Matilde Serao

Journalist

  • Born: March 7, 1856
  • Birthplace: Petras, Greece
  • Died: July 27, 1927
  • Place of death: Naples, Italy

Biography

Italian journalist and novelist Matilde Serao was born in 1856 in Petras, Greece, where her Italian father was a political exile. Serao’s mother was Greek. After completing her education, Serao accepted a teaching job at the Scuola Normale in Naples, Italy. She also worked in a telegraph office, where she began her writing career by publishing newspaper articles. She married Eduardo Scarfoglio in 1885, and the couple had five children.

After publishing a short-story collection, Dal vero (1897), Sereo published her first novel, Cuore infermo (1881), and began working as a journalist for a Rome newspaper while continuing her career as a novelist. Her romantic novel, Fantasia (1883; Fantasy, 1890), and Il ventre di Napoli, which focuses on everyday life in Naples, were met with great critical success. Her most popular novel, La conquesta di Roma (1885; The Conquest of Rome, 1902), chronicles the intricacies of political and social life in late nineteenth century Rome.

In that novel, Francesco Sangiorgio, a newly elected parliament member, travels from southern Italy to Rome by train.
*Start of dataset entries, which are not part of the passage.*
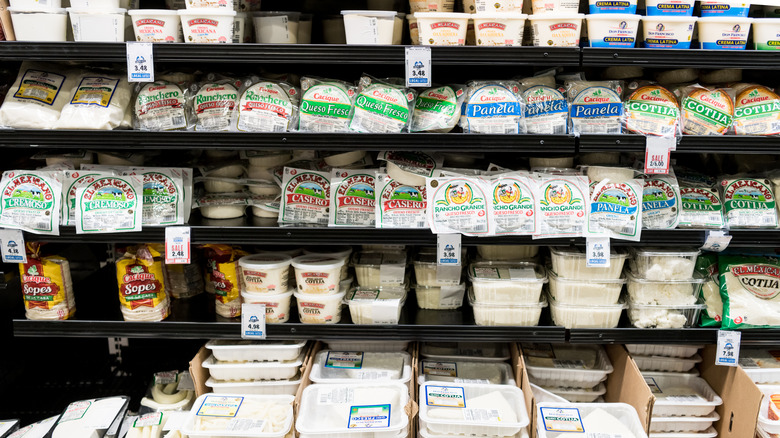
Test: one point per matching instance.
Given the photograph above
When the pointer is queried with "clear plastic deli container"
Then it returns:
(349, 366)
(472, 409)
(571, 263)
(507, 282)
(260, 351)
(578, 366)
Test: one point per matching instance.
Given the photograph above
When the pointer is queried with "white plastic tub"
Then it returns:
(668, 31)
(681, 396)
(556, 29)
(259, 351)
(455, 410)
(205, 25)
(156, 25)
(499, 29)
(369, 27)
(442, 28)
(253, 370)
(39, 25)
(724, 33)
(348, 366)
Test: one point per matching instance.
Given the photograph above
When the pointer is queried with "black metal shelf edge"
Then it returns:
(291, 54)
(691, 58)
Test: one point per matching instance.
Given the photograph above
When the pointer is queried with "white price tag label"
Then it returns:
(716, 240)
(12, 246)
(597, 255)
(657, 154)
(728, 348)
(140, 62)
(177, 246)
(418, 66)
(253, 321)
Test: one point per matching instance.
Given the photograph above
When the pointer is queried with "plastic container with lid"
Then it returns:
(252, 370)
(346, 410)
(571, 263)
(576, 366)
(568, 291)
(564, 420)
(472, 409)
(348, 366)
(506, 314)
(507, 282)
(380, 305)
(681, 395)
(380, 269)
(265, 273)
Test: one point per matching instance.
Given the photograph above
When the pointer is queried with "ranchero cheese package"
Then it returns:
(352, 198)
(139, 273)
(30, 201)
(750, 289)
(305, 196)
(748, 202)
(459, 204)
(47, 287)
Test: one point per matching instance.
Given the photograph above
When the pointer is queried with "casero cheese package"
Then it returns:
(352, 199)
(139, 273)
(494, 108)
(305, 196)
(750, 290)
(47, 287)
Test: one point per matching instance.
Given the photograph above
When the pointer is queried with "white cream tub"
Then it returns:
(369, 27)
(724, 33)
(208, 26)
(316, 274)
(277, 306)
(318, 308)
(442, 28)
(503, 29)
(556, 29)
(39, 25)
(265, 273)
(156, 25)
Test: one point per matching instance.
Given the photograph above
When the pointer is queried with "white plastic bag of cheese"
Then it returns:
(35, 100)
(100, 101)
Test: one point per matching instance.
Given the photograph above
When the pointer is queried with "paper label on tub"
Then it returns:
(445, 396)
(344, 359)
(370, 416)
(562, 420)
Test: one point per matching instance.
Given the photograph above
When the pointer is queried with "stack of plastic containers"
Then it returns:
(573, 372)
(247, 367)
(582, 296)
(663, 289)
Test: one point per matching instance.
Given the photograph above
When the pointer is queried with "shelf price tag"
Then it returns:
(177, 246)
(716, 240)
(728, 348)
(253, 321)
(140, 62)
(597, 252)
(418, 66)
(12, 246)
(657, 154)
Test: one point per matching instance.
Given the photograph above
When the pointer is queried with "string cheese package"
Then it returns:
(47, 286)
(140, 276)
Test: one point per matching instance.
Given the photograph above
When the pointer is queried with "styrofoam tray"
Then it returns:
(253, 370)
(683, 424)
(667, 350)
(452, 397)
(668, 364)
(261, 351)
(350, 367)
(682, 406)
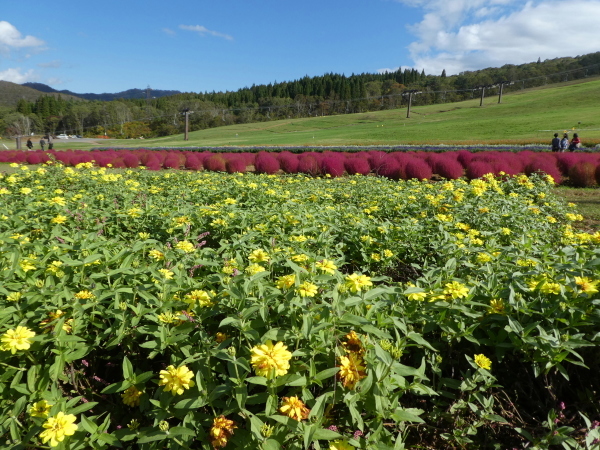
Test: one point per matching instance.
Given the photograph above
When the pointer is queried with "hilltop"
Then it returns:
(11, 93)
(128, 94)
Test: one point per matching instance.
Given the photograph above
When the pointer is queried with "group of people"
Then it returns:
(560, 145)
(42, 143)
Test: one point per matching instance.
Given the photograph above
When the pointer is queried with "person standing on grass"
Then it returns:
(575, 143)
(556, 143)
(564, 142)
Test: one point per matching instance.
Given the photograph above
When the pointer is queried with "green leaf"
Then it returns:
(191, 403)
(325, 434)
(257, 380)
(31, 378)
(271, 444)
(327, 373)
(407, 415)
(83, 408)
(181, 431)
(416, 337)
(128, 373)
(88, 425)
(152, 436)
(116, 387)
(319, 407)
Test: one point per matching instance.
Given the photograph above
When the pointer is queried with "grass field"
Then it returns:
(523, 117)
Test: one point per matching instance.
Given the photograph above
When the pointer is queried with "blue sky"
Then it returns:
(198, 45)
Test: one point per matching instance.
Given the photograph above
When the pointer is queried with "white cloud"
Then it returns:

During his trip, he envisions how he can advance his career by conquering Rome. However, he is disappointed when he realizes that Rome cares little for him and he is merely one of many aggressive social climbers. In time Sangiorgio manages to gain attention among his parliamentary colleagues, and step by step he climbs Italy’s social ladder until he becomes a man of great prominence. He eventually encounters trouble when a mysterious woman enters the picture and threatens to destroy his career.

In addition to her fiction, Serao is remembered as the most successful Italian woman journalist of the nineteenth century. She founded four newspapers and several periodicals with her husband, and after their separation in 1904 she continued this work alone, founding the journals Il Mattino and Il Giorno. By the time she died in 1927, Serao had published numerous novels that focused on the lower-middle-class population of Naples and the problems of urban poverty in a recently united Italy.